Erenumab, fremanezumab and galcanezumab are all subcutaneous injectables. If Celltrion corrects its manufacturing issues, all three CGRP antibodies may be available before the end of 2018. Erenumab is available as a patient administered auto-injector. Lilly plans to offer an auto-injector for galcanezumab. Fremanezumab is a more viscous solution and will initially be offered as a prefilled syringe. So while the drug may be approved as a quarterly subcutaneous injection, it my require a visit to a physician's office for administration, while monthly doses of galcanezumab and erenumab can be administered by the patient. Teva is working on an auto-injection system for fremanezumab, but it is not known when it will be available.
The fourth drug is eptinezumab. In two Phase II trials (PROMISE-1 and PROMISE-2), eptinezumab reduced monthly migraine days compared to placebo. Eptinezumab is given as a quarterly intravenous infusion. Alder Pharmaceutical is expected to file a BLA in the second half of 2018 with possible approval in 2019.
Express Scripts is pushing CGRP inhibitor manufacturers to set a lower price for their drug, rather than set a high price and offer a rebate. Express Scripts also wants to set up performance contract for the drugs based on efficacy on use of the drug in their patients. ICER released an updated draft review of CGRP inhibitors on May 31, 2018. ICER found insufficient evidence to recommend erenumab or fremanezumab over oral preventative drugs or botulism toxin for prevention of migraine in untreated patients. ICER did find evidence of a benefit for use of erenumab or fremanezumab in patients that had previously failed preventative therapy for chronic migraine. Data was supportive but inconclusive for prevention of episodic migraine. ICER found insufficient evidence for use of galcabezumab in either indication. The drugs were found to be safe with the most common ADR of injection site reactions and upper respiratory symptoms. CGRP inhibitors were estimated to improve quality of life years (QALY) for episodic and chronic migraine patients.
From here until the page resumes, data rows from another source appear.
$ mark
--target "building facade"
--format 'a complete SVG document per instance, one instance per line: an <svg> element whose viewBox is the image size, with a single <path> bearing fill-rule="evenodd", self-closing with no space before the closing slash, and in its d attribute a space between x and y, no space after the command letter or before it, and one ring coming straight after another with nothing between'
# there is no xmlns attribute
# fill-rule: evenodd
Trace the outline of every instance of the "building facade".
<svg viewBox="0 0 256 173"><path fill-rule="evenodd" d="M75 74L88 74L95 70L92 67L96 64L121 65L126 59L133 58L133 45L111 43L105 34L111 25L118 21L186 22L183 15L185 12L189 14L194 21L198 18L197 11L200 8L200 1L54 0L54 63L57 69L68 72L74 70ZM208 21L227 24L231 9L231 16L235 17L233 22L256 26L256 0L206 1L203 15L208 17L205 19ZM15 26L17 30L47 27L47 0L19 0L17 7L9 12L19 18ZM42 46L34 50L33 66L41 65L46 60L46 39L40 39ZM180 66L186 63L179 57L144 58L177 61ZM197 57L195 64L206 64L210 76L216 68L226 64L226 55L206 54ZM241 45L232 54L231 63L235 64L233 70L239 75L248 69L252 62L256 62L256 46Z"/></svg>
With an announced WAC price of $6,900/year for erenumab, ICER estimates an annual cost of $5,000/year after discounts. Erenumab or fremanezumab were found to be cost effective in QALY gained in patients that had failed at least one preventative therapy. The estimated cost per QALY were lower for chronic migraine compared to episodic migraine. The pharmaceutical industry-funded Institute for Patient Access criticized the initial draft of the report for focusing too much on QALY and calculations based on the payers perspective. With the announced price being below the place holder price used in the report, we may see revised calculations.